Per-run cap is intentional. 50 objects/run keeps a single tick from consuming an outsize share of LLM budget. A backlog of thousands drains over successive ticks.
Empty files are skipped. Zero-byte objects are recorded as processed (no etag thrash) but no extraction is attempted.
Unparseable binaries are tolerated. The extractor does best-effort UTF-8 decoding; if the result is garbage the LLM returns “no proposals” and the file is recorded as processed without writing any KRIs. No crash, no retry storm.
Failures are non-fatal per file. One file failing extraction (network blip, AWS 5xx, Anthropic timeout) is logged and counted as extract_failures in the run summary; the rest of the batch continues.
The pulled file lives in extractor_artifact with source='webhook' and the S3 object key as the filename. SHA-256 dedupe still applies, if you re-upload a byte-identical file under a different name, only the first one extracts.

Troubleshooting

Test connection fails with “NoSuchBucket”, check region.

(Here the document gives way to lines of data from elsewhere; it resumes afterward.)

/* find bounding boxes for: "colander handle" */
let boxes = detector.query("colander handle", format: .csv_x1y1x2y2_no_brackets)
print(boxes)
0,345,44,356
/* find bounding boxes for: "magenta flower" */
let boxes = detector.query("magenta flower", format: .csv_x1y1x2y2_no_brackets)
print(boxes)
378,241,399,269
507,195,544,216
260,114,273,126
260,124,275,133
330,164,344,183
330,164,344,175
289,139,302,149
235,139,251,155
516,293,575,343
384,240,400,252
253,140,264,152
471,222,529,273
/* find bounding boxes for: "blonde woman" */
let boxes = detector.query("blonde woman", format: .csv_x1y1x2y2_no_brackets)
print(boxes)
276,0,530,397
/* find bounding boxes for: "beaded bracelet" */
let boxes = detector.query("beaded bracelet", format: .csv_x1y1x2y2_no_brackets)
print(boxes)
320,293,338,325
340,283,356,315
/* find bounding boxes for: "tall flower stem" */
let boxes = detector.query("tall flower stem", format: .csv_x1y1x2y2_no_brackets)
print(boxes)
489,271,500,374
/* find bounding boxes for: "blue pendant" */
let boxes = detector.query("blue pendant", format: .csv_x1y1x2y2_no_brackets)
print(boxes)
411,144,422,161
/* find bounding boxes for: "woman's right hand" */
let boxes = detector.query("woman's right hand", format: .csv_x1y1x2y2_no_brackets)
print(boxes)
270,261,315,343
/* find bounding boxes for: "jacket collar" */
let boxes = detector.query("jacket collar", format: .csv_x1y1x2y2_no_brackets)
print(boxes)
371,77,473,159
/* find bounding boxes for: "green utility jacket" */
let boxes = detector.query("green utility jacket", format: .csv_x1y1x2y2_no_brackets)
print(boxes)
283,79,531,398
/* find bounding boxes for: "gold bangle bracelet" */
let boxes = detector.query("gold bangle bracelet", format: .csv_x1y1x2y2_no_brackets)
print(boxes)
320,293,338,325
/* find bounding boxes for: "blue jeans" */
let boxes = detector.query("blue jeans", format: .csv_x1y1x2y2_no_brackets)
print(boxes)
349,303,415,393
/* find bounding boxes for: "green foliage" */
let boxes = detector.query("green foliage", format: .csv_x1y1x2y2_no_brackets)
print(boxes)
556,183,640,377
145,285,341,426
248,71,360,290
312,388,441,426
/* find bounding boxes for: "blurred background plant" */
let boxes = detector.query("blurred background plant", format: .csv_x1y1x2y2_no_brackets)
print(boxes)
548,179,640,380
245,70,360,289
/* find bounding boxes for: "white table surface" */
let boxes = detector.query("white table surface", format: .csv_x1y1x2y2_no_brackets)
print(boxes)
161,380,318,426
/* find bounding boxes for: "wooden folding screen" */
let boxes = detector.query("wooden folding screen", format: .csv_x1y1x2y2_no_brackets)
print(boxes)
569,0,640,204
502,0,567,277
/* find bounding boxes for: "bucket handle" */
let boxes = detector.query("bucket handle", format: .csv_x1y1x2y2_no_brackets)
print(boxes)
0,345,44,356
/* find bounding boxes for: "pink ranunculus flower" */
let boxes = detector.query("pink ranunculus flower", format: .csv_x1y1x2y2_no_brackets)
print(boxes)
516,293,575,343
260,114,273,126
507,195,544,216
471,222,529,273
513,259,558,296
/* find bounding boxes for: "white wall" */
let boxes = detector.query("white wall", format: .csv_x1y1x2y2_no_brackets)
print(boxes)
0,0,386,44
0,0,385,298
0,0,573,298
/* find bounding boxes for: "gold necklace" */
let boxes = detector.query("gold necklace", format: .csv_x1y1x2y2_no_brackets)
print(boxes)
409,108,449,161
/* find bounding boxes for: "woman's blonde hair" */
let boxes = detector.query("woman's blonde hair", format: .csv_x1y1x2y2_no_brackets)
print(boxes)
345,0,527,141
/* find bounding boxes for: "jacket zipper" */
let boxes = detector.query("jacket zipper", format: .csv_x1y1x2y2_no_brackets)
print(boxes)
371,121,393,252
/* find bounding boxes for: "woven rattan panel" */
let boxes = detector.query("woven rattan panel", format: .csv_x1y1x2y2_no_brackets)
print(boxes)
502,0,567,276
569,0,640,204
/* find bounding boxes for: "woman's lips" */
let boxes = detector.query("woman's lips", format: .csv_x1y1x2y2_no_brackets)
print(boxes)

The S3 client uses the region you set, not the bucket’s actual region; a region mismatch presents as a missing bucket.
Test passes but runs always say “listed: 0”, the prefix is wrong, the file glob is too narrow, or every file has already been processed (check dropzone_processed_files for that integration).
Calibration panel says “no calibration sample to finalize”, the integration hasn’t pulled a file yet. Click Pull a sample now in the calibration panel, or hit Run Now on the integration card.
Same files keep getting re-pulled, etags are changing on each upload. If the writer is rewriting the same logical content with a new timestamp on every run, either deduplicate upstream or accept that each upload is a new artifact.
AssumeRole fails with “AccessDenied”, the trust policy on the role isn’t accepting the Draxis principal, or the external ID doesn’t match. Check the role’s trust policy and that the external ID in the integration form matches exactly.
Still stuck? Open a support ticket with the integration ID, the bucket, and the run summary from the integration’s history.